Tird of fighting them, I decidd that certainty had come into my life – I know exactly what I want, and I know exactly how it will be.The dream was formd, but life had completely different plans for me. For 4 years I endd up in an extremely positive and warm place, however, “on the other side of the barricades.” That is, the dream remaind, live in me, but I did not know how to bring it to life. And in November last year, the System, which had swallowd me so deeply and cradle me every day with the ghosts of , poud, blushe, bulgd out its eyes, and, finally, no longer holding back the urge to vomit, pushd me into the open field.After lying almost two weeks almost a cold corpse without any aspirations and desires, I fell into depression.
As the analysis of the situation now
Shows – to the deepest in my life. At night I dreamd about the office, colleagues, and in the mornings – the deepest longing and despair did not let go for days. Sometimes this state was replacd by bouts of deaf despair and panic, because the money was running out, the old car stubbornly Uruguay Email List did not want to be sold (it still does this to me), the job that was found remotely did not bring the money that I expecte. And satisfaction too. The money that I gave out on crdit during the period of financial prosperity was not going to come back to me, but I had to pay for the apartment, buy food, pay loans, fill up the car.
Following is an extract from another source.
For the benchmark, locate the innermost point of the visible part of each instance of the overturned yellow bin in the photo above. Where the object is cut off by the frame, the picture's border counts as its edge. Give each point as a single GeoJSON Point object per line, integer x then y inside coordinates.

Somewhere around the turn to
Serpukhov, just before the crossing, there was a small traffic jam, I stoppd the car and lit a cigarette, because my heart was pounding so that I could hear it pounding under my jacket. It was a feeling of euphoria. For a couple of minutes, “Frdom! Freeom! Frdom!” I do not belong to anyone, my name now does not have a prefix with the name of the company. I don’t have CE leads to get out of a warm bd in the morning and just start waking up after an energy drink and a couple of cups of coffee in a traffic jam on Kievsky. No one will send me letters with a task, the meaning of which is to take my time until there are no releases. I don’t have to sit at my desk all day.